Mitsubishi will be showing a total of 15 vehicles at the 42nd Tokyo Motor Show, held at the Tokyo Big Sight convention centre in Tokyo from November 30 through December 11. Two cars will make their world premiere at the show: the Mitsubishi Mirage and the Mitsubishi Concept PX-MiEV II. They respectively embody two major pillars to the company’s product strategy outlined in the ‘Jump 2013’ mid-term business plan: global strategic models focused on emerging markets and models featuring “green technology.”
The Mitsubishi Mirage compact car embodies the global model strategy while the Mitsubishi Concept PX-MiEV II SUV features “green technology” with its plug-in hybrid drive-train.
Also at the Mitsubishi Motors stand will be the Minicab-MiEV light commercial electric vehicle due to be released in the Japanese market in December this year and the i-MiEV new-generation electric vehicle (EV) which is currently on sale in countries all over the world including European countries, and is to be rolled out in the United States by the end of this year. Alongside these will be the RVR compact SUV (ASX in the UK market) powered by a new MIVEC engine that incorporates MMC’s Auto Stop & Go (AS&G) idle-stop technology, and the Pajero (Shogun the UK market) SUV powered by a “clean diesel” engine.

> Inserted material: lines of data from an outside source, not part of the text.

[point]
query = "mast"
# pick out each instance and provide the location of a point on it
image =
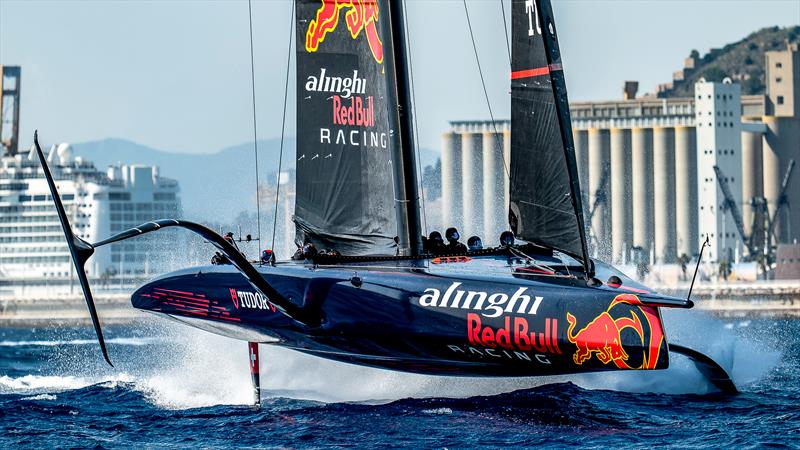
(405, 163)
(553, 55)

The Mitsubishi Motors stand will also feature the MiEV House, a concept of a “smart house” that tackles energy and global warming by managing energy usage between the home itself, “smart appliances,” EVs/plug-in hybrid vehicles (PHEV), and “smart grids” all at the same time through HEMS (Home Energy Management System) and MMC’s own EIS (Electric Vehicle Integration System). HEMS makes life more comfortable for people living in homes installed with it by continually monitoring power available to power being used and optimising both so that effects of energy shortages and energy costs can be reduced. Connected to a “smart home” with HEMS, EIS constantly monitors EV/PHEV battery usage and efficiency (which varies on how the EV/PHEV is driven), feeds this information to HEMS, which then optimises charging from the house so that the EV/PHEV always has enough energy in it.